Video game publishers and actors’ unions disagree on whether actors should get residual payments like they do for movies, commercials and TV.
To date, publishers have treated actors as contractors, paid on a daily or hourly basis. But in the 10 years since the first contract was signed, the video game industry has grown to $25 billion in annual sales. More and more games these days are tied to characters in movies.
Still, actors’ unions do not have the same clout with game publishers as they do in film or TV. And the technology industry does not have a history of unionized labor force.
The unions’ joint contract with video game publishers expired last year and the second extension expired in April. During negotiations, the unions threatened to strike but were met with indifference by video game publishers.

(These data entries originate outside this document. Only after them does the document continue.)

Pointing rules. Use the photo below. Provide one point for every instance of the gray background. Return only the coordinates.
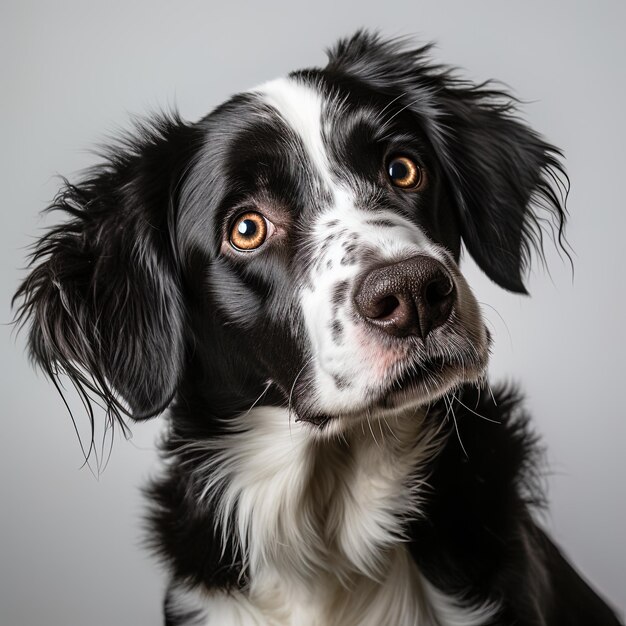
(73, 72)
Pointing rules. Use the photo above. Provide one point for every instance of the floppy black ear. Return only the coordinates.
(505, 180)
(103, 297)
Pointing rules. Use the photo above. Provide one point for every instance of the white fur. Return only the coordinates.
(301, 108)
(320, 524)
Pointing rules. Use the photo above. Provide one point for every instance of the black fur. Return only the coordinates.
(132, 299)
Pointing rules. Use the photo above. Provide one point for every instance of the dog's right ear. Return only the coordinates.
(103, 297)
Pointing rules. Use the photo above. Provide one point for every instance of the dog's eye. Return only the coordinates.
(249, 231)
(405, 173)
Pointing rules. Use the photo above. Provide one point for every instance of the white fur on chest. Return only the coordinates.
(320, 525)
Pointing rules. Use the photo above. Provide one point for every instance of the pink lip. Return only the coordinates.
(380, 359)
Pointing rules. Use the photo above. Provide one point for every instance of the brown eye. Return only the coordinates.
(405, 173)
(249, 231)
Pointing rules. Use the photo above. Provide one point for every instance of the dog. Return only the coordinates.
(283, 278)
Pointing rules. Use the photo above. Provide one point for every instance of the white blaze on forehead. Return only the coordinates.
(301, 107)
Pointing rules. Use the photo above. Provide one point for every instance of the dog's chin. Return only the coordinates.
(408, 393)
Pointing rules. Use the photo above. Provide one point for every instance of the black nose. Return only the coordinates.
(411, 297)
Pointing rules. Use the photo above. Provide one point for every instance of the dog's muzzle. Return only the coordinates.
(411, 297)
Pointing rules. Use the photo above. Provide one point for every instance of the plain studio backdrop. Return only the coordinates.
(74, 73)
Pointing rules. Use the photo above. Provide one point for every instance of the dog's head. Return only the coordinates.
(299, 245)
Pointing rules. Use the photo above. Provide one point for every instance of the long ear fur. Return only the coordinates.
(506, 181)
(103, 297)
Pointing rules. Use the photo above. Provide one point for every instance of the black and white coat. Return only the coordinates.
(334, 455)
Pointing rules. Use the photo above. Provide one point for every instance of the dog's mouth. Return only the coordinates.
(420, 383)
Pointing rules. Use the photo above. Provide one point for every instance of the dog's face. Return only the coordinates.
(301, 241)
(326, 252)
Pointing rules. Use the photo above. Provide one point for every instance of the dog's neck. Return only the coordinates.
(303, 503)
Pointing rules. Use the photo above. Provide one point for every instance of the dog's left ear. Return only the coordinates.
(505, 180)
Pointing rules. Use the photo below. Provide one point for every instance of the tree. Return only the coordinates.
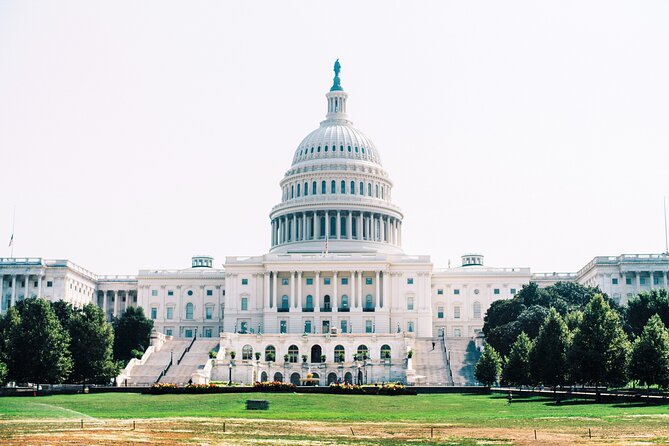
(599, 352)
(516, 371)
(649, 363)
(548, 359)
(640, 309)
(91, 346)
(37, 345)
(489, 366)
(132, 331)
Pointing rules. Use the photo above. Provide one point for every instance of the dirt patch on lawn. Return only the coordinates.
(214, 431)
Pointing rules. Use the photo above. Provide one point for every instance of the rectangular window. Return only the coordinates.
(368, 326)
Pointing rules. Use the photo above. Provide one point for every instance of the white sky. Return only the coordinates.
(134, 134)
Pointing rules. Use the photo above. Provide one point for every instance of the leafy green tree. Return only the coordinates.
(489, 366)
(516, 371)
(649, 363)
(132, 331)
(548, 359)
(600, 349)
(37, 345)
(642, 307)
(92, 339)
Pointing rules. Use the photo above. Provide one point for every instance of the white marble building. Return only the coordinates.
(335, 274)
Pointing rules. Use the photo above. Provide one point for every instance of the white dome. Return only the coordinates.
(336, 139)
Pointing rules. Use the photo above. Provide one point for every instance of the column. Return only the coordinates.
(299, 289)
(335, 299)
(293, 297)
(13, 300)
(378, 289)
(338, 226)
(317, 300)
(266, 289)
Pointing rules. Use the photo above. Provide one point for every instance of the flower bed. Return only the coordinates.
(274, 386)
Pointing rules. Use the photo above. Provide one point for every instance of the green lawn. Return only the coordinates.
(462, 410)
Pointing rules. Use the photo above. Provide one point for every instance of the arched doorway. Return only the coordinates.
(332, 378)
(316, 353)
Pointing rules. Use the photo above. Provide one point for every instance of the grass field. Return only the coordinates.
(326, 419)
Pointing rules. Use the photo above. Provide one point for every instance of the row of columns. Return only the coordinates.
(13, 297)
(355, 298)
(303, 226)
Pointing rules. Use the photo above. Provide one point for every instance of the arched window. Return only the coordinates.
(477, 310)
(293, 353)
(340, 353)
(385, 351)
(270, 353)
(247, 352)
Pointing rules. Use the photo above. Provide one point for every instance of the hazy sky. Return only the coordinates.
(135, 134)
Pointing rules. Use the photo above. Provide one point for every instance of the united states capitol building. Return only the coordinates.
(334, 284)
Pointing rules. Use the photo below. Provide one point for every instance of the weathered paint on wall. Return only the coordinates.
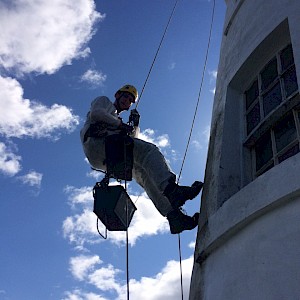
(249, 234)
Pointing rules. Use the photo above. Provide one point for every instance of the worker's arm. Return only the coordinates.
(102, 110)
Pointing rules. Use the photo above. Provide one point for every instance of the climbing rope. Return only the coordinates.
(191, 131)
(153, 62)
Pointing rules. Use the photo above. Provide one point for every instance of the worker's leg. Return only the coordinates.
(94, 149)
(148, 157)
(160, 201)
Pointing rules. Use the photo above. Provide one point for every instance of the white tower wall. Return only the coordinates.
(248, 243)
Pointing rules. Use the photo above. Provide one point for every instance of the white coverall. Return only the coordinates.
(150, 169)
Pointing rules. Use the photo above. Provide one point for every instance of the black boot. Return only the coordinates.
(179, 222)
(178, 195)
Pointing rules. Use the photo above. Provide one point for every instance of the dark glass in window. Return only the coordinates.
(272, 99)
(263, 150)
(251, 94)
(285, 132)
(290, 81)
(289, 153)
(253, 118)
(286, 57)
(269, 74)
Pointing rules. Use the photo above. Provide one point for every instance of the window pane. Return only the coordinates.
(253, 118)
(289, 153)
(263, 150)
(285, 132)
(269, 74)
(290, 81)
(272, 99)
(286, 57)
(251, 94)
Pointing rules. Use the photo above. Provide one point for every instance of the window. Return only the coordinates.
(275, 86)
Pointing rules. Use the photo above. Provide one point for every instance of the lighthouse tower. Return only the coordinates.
(248, 242)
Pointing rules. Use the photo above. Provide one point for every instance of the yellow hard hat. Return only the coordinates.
(130, 89)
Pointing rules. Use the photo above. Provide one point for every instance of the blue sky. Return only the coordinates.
(55, 58)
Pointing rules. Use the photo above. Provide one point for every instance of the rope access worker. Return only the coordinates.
(150, 169)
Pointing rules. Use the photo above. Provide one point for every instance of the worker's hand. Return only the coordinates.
(134, 117)
(126, 128)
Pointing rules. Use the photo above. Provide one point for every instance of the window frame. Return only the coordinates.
(268, 121)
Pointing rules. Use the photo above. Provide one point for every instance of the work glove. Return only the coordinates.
(128, 129)
(134, 117)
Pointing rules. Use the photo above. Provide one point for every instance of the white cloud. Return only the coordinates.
(81, 265)
(53, 33)
(9, 162)
(165, 285)
(94, 78)
(80, 295)
(21, 117)
(148, 135)
(32, 178)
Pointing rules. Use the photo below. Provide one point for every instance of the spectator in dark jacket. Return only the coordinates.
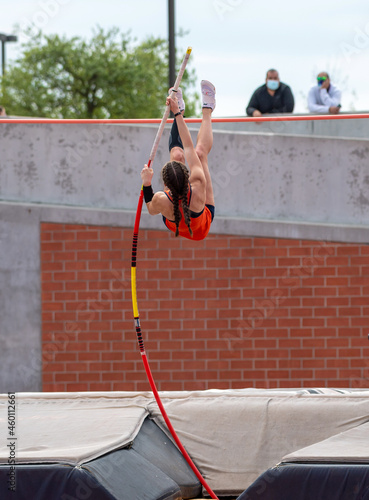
(272, 97)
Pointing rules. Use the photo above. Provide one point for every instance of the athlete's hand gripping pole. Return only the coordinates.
(167, 108)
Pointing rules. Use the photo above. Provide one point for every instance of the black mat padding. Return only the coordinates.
(316, 481)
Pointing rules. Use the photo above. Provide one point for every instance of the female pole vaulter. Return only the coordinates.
(187, 203)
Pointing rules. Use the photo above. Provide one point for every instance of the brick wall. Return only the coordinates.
(228, 312)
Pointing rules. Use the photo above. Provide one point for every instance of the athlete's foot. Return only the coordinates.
(178, 94)
(208, 94)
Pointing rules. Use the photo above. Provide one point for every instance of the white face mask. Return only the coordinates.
(272, 84)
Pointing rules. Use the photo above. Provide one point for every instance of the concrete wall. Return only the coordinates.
(265, 184)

The American Federation of Television and Radio Actors agreed on a new contract that does not contain residuals, but union officials said they are committed to getting them in the future. The Screen Actors Guild’s executive board rejected that deal and is sending it to the union’s nearly 2,000 members for a vote. Ballots are due back by the end of July.
The unions have been pushing for a performance-based model similar to the music industry, where actors involved in a successful game would receive additional payments when sales hit 400,000 units.

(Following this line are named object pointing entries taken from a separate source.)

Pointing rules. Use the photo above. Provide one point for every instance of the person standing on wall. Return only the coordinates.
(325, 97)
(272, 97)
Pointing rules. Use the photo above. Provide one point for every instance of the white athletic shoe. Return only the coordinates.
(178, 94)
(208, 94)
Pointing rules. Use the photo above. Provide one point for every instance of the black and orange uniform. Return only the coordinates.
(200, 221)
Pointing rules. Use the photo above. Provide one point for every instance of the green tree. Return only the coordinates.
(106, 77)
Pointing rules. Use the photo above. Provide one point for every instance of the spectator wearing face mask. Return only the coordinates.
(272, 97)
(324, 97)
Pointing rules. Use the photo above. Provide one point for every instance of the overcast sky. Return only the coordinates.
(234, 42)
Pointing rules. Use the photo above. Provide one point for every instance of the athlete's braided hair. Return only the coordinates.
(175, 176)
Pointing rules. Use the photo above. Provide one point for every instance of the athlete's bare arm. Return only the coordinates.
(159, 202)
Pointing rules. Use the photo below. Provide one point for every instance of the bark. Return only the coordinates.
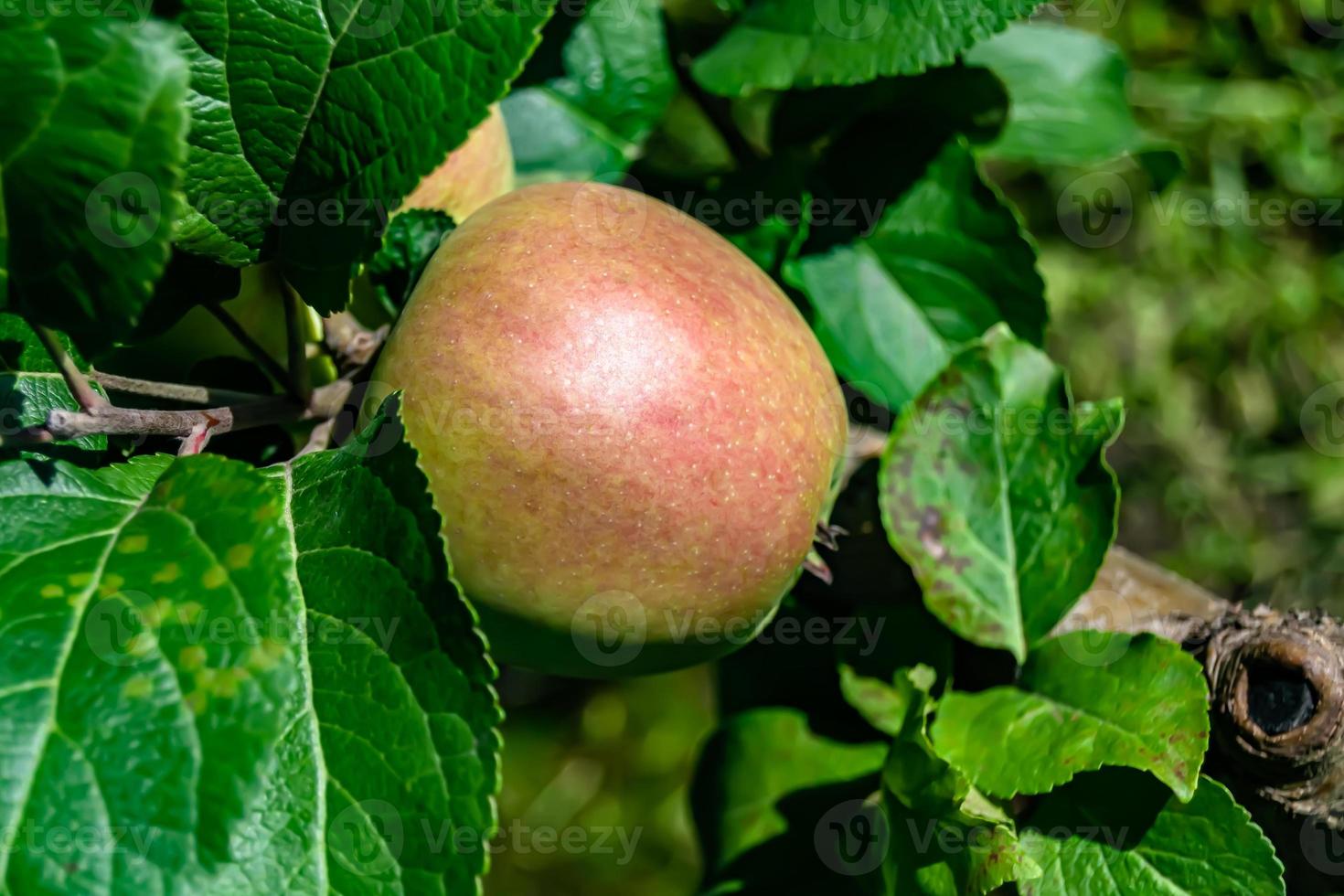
(1275, 703)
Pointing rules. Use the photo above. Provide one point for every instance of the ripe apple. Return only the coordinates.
(628, 430)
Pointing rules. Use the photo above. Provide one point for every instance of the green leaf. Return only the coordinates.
(882, 676)
(30, 383)
(593, 121)
(1066, 91)
(780, 45)
(772, 798)
(323, 116)
(944, 265)
(1121, 835)
(91, 148)
(997, 492)
(405, 666)
(946, 837)
(266, 689)
(120, 710)
(408, 245)
(1141, 704)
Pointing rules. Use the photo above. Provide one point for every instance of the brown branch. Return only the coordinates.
(260, 355)
(76, 380)
(200, 425)
(172, 391)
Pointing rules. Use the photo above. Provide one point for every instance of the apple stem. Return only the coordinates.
(297, 361)
(351, 343)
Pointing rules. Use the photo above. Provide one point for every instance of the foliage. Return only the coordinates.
(256, 663)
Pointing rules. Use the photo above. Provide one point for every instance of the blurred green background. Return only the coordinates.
(1217, 335)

Residual payments are standard practice in the entertainment industry, according to Rebecca Rhine, spokeswoman for AFTRA. But the video game publishers say their world is different: “The gamer is at the center,” said Bob Finlayson, spokesman for the industry’s negotiating group.
Actors’ unions point out that the best-selling games, such as “Halo 2” by Microsoft Corp., and “Grand Theft Auto: San Andreas” by Rockstar Games, used professional actors and brought in more than $250 million each in revenues last year.
Activision Inc. expended a lot of effort and an undisclosed amount of money to get Marlon Brando, Robert Duvall and others to lend their likenesses and voices to the much anticipated “The Godfather: The Game.” Electronic Arts Inc. secured Sean Connery to voice-over the James Bond game, “From Russia with Love.” “GTA: San Andreas,” featured Samuel L. Jackson, Chris Penn, James Woods, Peter Fonda and Ice-T in its voice cast.
Clearly, the participation of big stars contributes to a game’s draw. But it’s not just the big-name stars the guilds are talking about. Most games now use work-a-day actors for voice and motion-capture a person acting out character movements for use in a digital rendering of a character.
Because characters are deeper, story lines more complex and graphics more lifelike, actors are playing a more important role in creating characters for the games, noted Tamara Rothenberg, senior recruiting manager for Mary-Margaret.com, a video game staffing firm.
Because most games are made without marquee names, video game publishers say they can easily seek out non-union talent.
Consumers thirst for more elaborate and spectacular games and that means more spectacular costs, notes James Korris, creative director for the Institute for Creative Technologies at the University of Southern California.
And just as movie directors use body-doubles for certain scenes, game developers can use “sound-alike actors” because the snippets of voice are small enough in many games that most players might not notice.
Video game publishers also want to avoid parsing out credits and then revenues to every individual that touches a game.
Voice-over talent is one of the few areas where the Hollywood paradigm crosses over into video games. But “if you start down that slippery slope of giving some kind of performance-based payment as a blanket, a strong argument can be made for giving the same to designers and animators and everyone else with a heavy creative influence in the creation of a game,” Rothenberg said.
Industry experts are watching the issue closely.
While SAG’s board is against the contract, there wasn’t enough support for a strike when the issue came to a vote in May. Voice actors who work in video games support the deal, as do SAG’s own negotiators. And with AFTRA’s acceptance of video game makers’ terms, SAG members may feel pressured to go along or risk losing the work altogether.
In the meantime, video game publishers can keep residuals off the table. But the issue is not likely to go away. As games continue to appear more movie-like, said Christopher Swain, co-director of the EA Game Innovation Lab at USC, actors are only going to become more important players.